ECT has several upsides for patients: The treatment leads to positive results in 80 to 85 percent of cases. Patients usually notice improvements in their mental health disorder symptoms after eight to ten treatments, and side effects tend to be mild.

Peak View Behavioral Health offers electroconvulsive therapy for clients who are at least 18 years old and who are unresponsive to other forms of treatment, are an immediate danger to themselves, and/or are not good candidates for mood-stabilizing medication or antidepressants.

Let’s take a closer look at when electroconvulsive therapy might be appropriate and some of the details of the process.

Careful Consideration Underpins Any Use of ECT

Regulations in Colorado require two concurring opinions that affirm electroconvulsive therapy would be the best possible treatment for a given individual before the therapy can be employed. A complete record of other failed medical trials is also required. This careful, regulated approach ensures that electroconvulsive therapy is used only in cases when it is a last, best option for addressing a severe mental health disorder. The staff at Peak View Behavioral Health includes psychiatrists who are experienced in ECT evaluation and who can provide one of the two required opinions when they believe it is the appropriate way forward.

Peak View clients who undergo electroconvulsive therapy will also receive:

  • Pre-treatment education conducted by a registered nurse for the person undergoing therapy and their families
  • Assistance coordinating all pretreatment requirements—including required medical appointments and insurance authorization
  • Ongoing monitoring of progress via the Montgomery-Asberg Depression Rating Scale (MADRS)
  • Communication with outpatient care providers regarding progress in treatment

Some Details About Electroconvulsive Therapy at Peak View

At Peak View Behavioral Health, electroconvulsive therapy services are offered on both an outpatient and an inpatient basis. The therapy is performed by a nurse anesthetist (CRNA) and a psychiatrist, and the patient is under general anesthesia for each treatment. During electroconvulsive therapy, brief seizures are intentionally triggered by small electric currents passing through the brain. This process seems to spark changes in an individual’s brain chemistry. Those changes can lead to significant relief from the symptoms of a mental health disorder.

Electroconvulsive therapy usually includes eight to twelve treatments.

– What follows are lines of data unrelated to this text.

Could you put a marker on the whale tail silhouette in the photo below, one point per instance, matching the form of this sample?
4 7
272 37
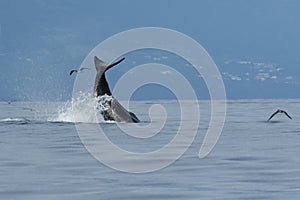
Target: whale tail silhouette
101 86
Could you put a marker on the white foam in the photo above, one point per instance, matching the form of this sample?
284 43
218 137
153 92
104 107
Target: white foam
85 109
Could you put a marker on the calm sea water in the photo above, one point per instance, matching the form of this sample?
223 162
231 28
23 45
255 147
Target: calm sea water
42 156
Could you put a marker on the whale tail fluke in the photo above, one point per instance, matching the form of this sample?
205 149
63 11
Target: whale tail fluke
101 86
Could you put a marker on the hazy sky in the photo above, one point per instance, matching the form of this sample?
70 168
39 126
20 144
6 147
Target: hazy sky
255 43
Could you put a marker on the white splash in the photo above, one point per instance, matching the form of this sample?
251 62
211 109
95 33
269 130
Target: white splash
84 109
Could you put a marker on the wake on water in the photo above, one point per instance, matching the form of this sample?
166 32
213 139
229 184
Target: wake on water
86 108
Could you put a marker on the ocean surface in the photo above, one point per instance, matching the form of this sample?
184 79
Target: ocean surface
43 157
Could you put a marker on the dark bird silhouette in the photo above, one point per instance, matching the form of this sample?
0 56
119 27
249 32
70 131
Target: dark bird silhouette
78 71
279 111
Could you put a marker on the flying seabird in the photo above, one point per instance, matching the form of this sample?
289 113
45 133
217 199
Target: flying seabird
279 111
78 71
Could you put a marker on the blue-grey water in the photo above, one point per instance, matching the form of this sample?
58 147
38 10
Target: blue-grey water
42 156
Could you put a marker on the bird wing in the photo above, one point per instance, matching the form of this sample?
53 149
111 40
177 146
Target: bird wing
287 114
273 115
72 71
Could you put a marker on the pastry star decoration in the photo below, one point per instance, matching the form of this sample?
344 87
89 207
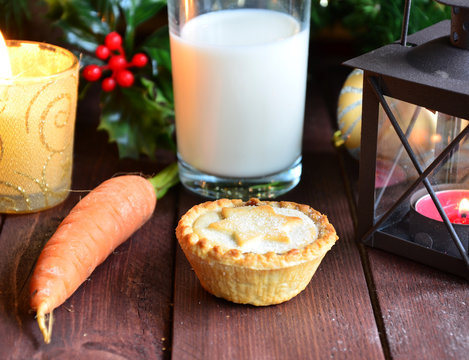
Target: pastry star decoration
254 223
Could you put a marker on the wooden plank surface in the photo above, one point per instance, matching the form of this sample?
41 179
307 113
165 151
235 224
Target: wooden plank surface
332 318
124 309
424 311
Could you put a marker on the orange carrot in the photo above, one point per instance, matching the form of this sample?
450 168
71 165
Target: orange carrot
99 223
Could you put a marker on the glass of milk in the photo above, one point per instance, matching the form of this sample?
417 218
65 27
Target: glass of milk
239 75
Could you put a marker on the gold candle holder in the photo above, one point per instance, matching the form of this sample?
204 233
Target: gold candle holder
37 122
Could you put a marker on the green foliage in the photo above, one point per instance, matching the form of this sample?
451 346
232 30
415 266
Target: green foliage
139 119
374 23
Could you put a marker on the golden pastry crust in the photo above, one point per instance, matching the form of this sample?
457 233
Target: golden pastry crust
254 278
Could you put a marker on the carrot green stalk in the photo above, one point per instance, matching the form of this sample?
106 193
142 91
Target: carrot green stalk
98 223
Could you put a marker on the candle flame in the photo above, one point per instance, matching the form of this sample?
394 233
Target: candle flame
463 208
5 66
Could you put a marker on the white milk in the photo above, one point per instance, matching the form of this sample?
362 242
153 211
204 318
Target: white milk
239 81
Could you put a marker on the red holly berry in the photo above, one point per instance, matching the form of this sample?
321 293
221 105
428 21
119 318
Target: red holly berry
139 60
113 41
108 84
92 72
102 52
125 78
117 62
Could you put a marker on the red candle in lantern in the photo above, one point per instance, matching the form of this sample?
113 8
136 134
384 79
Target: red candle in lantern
455 203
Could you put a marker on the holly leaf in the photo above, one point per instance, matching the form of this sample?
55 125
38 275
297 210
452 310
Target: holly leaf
139 119
136 12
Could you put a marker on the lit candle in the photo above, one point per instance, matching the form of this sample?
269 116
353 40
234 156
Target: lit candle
455 204
5 66
38 95
463 210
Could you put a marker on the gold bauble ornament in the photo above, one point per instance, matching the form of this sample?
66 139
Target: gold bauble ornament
349 116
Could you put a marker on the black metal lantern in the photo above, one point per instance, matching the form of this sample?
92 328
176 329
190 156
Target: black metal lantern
416 209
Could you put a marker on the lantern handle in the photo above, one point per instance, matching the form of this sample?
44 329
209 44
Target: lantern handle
405 22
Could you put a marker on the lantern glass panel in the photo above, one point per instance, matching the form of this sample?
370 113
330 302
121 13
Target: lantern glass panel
429 135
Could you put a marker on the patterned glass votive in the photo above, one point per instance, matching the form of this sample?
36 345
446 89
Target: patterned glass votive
37 122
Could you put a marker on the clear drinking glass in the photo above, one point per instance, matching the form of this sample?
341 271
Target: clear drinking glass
37 121
239 75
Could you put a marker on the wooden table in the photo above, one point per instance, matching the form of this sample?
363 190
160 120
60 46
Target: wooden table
145 302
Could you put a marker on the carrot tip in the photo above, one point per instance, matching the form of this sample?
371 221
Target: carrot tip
46 330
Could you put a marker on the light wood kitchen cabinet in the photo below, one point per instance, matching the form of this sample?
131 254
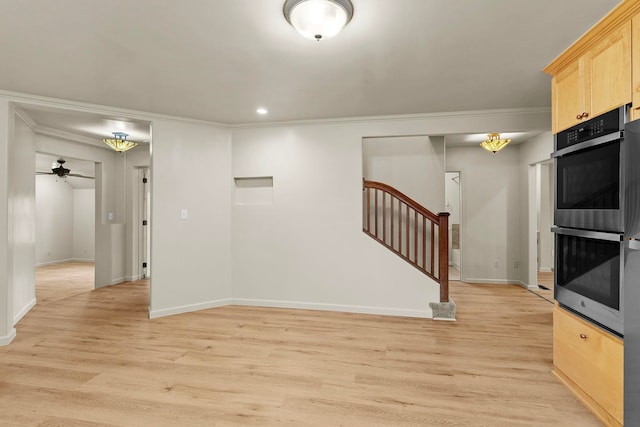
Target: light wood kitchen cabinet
635 58
590 361
598 81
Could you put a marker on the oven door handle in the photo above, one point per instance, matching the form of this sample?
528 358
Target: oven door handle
633 244
612 237
605 139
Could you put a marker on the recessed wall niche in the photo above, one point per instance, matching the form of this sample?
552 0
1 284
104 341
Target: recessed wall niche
256 190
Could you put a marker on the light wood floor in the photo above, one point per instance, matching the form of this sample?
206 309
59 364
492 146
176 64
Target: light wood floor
93 359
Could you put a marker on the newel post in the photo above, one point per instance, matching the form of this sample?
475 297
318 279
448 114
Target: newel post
443 255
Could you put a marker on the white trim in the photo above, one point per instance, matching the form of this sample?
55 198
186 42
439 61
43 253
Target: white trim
426 313
59 261
397 117
24 311
298 305
494 281
56 133
6 340
48 102
118 280
188 308
25 118
62 261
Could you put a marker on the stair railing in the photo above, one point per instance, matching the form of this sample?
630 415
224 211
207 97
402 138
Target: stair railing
408 229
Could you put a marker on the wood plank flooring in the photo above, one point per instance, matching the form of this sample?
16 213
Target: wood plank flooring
93 358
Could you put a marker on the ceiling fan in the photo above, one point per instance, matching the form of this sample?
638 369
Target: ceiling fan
62 172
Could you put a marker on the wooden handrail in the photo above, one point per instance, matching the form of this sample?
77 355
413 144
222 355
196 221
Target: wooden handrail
403 222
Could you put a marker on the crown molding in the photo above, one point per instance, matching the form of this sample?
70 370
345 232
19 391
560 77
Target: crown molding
399 117
48 102
56 133
25 118
83 107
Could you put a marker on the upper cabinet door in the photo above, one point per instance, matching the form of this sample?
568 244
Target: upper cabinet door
568 96
609 71
635 58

Those treatments start at a frequency of three times per week and then continue at a rate of once per month as appropriate given the specific needs of the person undergoing the therapy.

We want to reiterate that electroconvulsive therapy as practiced today is safe and effective. Putting aside preconceived negative notions about this kind of treatment can help you feel more at ease if you and your doctors believe ECT might be an effective way to proceed with your mental health care.

Some Side Effects to Keep in Mind

As we have noted, ECT works well in between 80 and 85 percent of cases, and side effects, in general, are not too troublesome. Still, it is important to keep potential side effects in mind when considering whether to pursue ECT. 

The most common side effect is short-term memory loss, which can be troubling but which generally improves over time. Those undergoing ECT also experience minor aches and pains, especially in the first couple of weeks of treatment. Again, those side effects tend to be fairly mild—and the potential benefits of electroconvulsive therapy can be truly life-changing for individuals who are struggling in intense, potentially life-threatening ways.

Peak View Behavioral Health is Ready to Help

Mental health disorders can upend your entire life. Whether you are struggling with one of the various forms of depression, with a panic or anxiety disorder, or with an issue centered on a traumatic experience (or series of experiences), we can help. At Peak View Behavioral Health—located in Colorado Springs, Colorado—we offer personalized treatment grounded in evidence-based practices, expertise, experience, and empathy. We are committed to meeting your specific needs and to clearly explaining each approach we suggest for improving your mental health and maintaining those improvements over time. If a mental health disorder is reducing your quality of life, we can help you turn things around.